Elements of Sacred Kali

You will experience Kali in a safe and sacred “container”, which could be a single in-person event or a virtual course lasting several weeks. Every Sacred Kali container is intuitively created. So, while the length and intention of every container will be different, you can expect the core elements of embodiment practice, meditation, and sacred sharing to be present.


We will learn the physical nuances of combative Kali movements. We will also practice different technical Kali flows to help with muscle memory. Then we'll integrate these moves into meditative embodiment practices to understand these moves energetically.


We will practice quieting our minds and tuning into our bodies, so that we can hear our higher selves. In meditation, we'll also be connecting with ancestors, exploring our inner landscape, and getting in touch with our intuition. 

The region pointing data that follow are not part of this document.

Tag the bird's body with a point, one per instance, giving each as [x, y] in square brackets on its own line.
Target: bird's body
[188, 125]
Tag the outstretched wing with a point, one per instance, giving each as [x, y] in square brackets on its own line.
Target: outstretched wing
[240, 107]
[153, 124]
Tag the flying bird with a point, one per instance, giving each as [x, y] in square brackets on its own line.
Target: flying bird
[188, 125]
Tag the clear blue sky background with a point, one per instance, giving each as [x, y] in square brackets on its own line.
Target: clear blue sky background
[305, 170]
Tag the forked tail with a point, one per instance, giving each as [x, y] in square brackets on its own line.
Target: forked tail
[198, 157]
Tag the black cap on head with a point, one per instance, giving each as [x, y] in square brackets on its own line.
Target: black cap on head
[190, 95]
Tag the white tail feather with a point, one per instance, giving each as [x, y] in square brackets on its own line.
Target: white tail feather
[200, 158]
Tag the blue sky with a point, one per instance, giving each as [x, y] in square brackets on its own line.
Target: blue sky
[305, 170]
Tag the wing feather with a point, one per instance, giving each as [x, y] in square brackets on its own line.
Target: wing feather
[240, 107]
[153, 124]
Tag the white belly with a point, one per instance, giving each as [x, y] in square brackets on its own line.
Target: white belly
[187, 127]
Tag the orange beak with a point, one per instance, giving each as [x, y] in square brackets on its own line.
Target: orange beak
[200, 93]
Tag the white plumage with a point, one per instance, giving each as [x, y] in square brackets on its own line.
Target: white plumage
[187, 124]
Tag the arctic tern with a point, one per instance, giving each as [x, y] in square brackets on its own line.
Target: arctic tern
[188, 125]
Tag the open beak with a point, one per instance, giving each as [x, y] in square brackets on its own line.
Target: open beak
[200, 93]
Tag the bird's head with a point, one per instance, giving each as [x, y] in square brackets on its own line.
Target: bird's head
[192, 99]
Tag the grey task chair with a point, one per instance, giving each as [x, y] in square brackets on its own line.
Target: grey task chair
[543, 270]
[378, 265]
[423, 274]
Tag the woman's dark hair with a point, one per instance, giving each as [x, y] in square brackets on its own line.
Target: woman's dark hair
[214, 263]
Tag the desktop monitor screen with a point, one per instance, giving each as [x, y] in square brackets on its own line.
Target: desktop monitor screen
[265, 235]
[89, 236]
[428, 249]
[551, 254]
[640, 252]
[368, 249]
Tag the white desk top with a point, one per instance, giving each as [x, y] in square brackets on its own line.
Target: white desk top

For those who feel comfortable sharing there is power in being witnessed in a “safe container”. The pre-colonial Philippine concept of ‘Kapwa’ (or ‘to see myself in the other’), is upheld as we gather in a space where there are boundaries, guidelines for conduct, and a balance of community and individual sovereignty.

The virtual space

While I have hosted in-person empowerment and Sacred Kali events, I am passionate about the virtual space. Growing up in the Midwest and experiencing ancestral disconnection and blind assimilation to majority culture first hand, I am dedicated to getting this medicine to those who may not have access to or feel fully accepted in a traditional martial arts gym, no matter where on the planet they may reside. 

Through Kali inspired meditations and embodiment practices, among other things. Sacred Kali seeks to integrate body/mind/spirit, to inspire the cultivation of inner strength, and to help you come home to your truest self. It is a tangible experience, opening you to a deeper connection to your intuition, to yourself, and to your ancestors.